Home » Blog » AgentA/B: A Scalable AI System Using LLM Agents that Simulate Real User Behavior to Transform Traditional A/B Testing on Live Web Platforms
AIMachine LearningTechnology

AgentA/B: A Scalable AI System Using LLM Agents that Simulate Real User Behavior to Transform Traditional A/B Testing on Live Web Platforms

capernaum
Last updated: 2025-04-26 06:18
capernaum
Share
AgentA/B: A Scalable AI System Using LLM Agents that Simulate Real User Behavior to Transform Traditional A/B Testing on Live Web Platforms
SHARE

Designing and evaluating web interfaces is one of the most critical tasks in today’s digital-first world. Every change in layout, element positioning, or navigation logic can influence how users interact with websites. This becomes even more crucial for platforms that rely on extensive user engagement, such as e-commerce or content streaming services. One of the most trusted methods for assessing the impact of design changes is A/B testing. In A/B testing, two or more versions of a webpage are shown to different user groups to measure their behavior and determine which variant performs better. It’s not just about aesthetics but also functional usability. This method enables product teams to gather user-centered evidence before fully rolling out a feature, allowing businesses to optimize user interfaces systematically based on observed interactions.

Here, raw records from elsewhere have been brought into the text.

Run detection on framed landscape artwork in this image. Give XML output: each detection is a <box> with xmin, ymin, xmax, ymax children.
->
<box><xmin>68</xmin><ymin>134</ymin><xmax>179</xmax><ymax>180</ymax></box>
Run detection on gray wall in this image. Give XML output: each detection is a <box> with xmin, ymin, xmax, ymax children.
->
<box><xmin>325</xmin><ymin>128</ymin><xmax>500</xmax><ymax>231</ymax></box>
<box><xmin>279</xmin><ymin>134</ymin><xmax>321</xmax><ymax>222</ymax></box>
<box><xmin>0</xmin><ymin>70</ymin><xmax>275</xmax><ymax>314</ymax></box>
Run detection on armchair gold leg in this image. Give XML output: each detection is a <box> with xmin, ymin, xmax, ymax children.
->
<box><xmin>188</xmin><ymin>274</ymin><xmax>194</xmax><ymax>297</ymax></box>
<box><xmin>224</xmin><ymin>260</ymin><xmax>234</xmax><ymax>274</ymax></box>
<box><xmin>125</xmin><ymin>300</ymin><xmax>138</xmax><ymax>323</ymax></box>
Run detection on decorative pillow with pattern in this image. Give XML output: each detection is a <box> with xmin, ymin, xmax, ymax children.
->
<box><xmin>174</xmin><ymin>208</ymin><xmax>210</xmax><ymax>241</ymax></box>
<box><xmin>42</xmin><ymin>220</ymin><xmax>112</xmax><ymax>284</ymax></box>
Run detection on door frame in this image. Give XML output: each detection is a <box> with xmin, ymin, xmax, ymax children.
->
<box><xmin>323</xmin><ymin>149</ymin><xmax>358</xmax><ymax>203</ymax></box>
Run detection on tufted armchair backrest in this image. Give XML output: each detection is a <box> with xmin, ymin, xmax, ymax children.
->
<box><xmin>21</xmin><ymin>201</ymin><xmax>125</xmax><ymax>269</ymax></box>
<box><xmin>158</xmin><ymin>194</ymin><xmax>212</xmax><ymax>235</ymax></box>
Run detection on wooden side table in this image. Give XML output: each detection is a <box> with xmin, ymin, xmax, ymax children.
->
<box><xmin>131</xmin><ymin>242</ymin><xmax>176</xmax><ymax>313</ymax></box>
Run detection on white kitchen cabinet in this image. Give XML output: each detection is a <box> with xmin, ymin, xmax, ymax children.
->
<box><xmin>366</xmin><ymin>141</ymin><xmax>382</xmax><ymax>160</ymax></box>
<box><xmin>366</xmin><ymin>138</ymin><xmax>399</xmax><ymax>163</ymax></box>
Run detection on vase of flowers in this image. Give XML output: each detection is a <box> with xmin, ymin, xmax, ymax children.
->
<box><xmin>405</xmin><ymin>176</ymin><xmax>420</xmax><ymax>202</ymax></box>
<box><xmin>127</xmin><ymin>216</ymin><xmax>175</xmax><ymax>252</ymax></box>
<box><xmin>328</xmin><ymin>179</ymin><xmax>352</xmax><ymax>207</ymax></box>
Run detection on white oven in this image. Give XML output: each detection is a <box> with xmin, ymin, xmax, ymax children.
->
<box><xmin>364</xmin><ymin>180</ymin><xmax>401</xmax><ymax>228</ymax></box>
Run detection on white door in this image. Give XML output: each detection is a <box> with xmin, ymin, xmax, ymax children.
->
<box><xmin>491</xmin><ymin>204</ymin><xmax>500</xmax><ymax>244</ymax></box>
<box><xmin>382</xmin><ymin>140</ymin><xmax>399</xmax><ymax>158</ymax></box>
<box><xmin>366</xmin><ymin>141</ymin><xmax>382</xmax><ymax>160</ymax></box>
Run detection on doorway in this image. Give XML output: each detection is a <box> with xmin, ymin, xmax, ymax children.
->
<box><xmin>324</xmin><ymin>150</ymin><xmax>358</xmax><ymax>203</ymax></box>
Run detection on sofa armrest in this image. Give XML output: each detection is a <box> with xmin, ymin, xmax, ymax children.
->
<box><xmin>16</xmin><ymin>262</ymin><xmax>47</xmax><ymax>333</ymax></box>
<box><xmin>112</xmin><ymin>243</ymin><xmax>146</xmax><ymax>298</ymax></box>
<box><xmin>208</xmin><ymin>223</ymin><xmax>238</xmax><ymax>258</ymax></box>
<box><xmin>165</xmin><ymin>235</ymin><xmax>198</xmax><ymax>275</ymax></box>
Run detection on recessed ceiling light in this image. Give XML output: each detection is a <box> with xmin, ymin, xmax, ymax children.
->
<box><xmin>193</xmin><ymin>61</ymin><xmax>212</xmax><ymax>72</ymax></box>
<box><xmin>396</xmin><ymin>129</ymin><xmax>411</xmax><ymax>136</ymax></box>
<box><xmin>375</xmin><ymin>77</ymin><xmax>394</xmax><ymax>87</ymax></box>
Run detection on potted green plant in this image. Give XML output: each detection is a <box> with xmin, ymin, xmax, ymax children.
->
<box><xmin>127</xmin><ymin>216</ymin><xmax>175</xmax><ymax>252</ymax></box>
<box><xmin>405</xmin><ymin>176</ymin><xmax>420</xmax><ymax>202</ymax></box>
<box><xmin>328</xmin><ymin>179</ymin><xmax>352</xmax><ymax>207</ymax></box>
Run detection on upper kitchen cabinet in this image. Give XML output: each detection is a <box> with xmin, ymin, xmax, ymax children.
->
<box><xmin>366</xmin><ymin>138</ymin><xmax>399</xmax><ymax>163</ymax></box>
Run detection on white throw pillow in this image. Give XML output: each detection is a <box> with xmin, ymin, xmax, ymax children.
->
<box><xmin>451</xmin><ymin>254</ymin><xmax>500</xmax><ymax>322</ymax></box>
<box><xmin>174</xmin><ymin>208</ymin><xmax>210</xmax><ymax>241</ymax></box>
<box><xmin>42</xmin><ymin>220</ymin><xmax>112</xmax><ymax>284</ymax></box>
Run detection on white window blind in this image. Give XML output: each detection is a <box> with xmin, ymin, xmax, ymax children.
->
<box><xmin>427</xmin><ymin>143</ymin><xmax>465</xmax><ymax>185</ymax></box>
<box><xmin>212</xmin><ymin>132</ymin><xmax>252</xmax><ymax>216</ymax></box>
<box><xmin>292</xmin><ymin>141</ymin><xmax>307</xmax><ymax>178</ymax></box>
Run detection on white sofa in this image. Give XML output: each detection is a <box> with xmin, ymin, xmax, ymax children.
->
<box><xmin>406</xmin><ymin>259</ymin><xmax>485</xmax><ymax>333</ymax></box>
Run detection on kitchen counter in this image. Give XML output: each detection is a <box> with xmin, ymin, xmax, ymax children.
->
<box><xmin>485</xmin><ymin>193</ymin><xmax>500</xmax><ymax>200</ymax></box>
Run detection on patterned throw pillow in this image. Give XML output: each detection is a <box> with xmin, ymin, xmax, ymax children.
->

Despite being a widely accepted tool, the traditional A/B testing process brings several inefficiencies that have proven problematic for many teams. The most significant challenge is the volume of real-user traffic needed to yield statistically valid results. In some scenarios, hundreds of thousands of users must interact with webpage variants to identify meaningful patterns. For smaller websites or early-stage features, securing this level of user interaction can be nearly impossible. The feedback cycle is also notably slow. Even after launching an experiment, it might take weeks to months before results can be confidently assessed due to the requirement of long observation periods. Also, these tests are resource-heavy; only a few variants can be evaluated due to the time and manpower required. Consequently, numerous promising ideas go untested because there’s simply no capacity to explore them all.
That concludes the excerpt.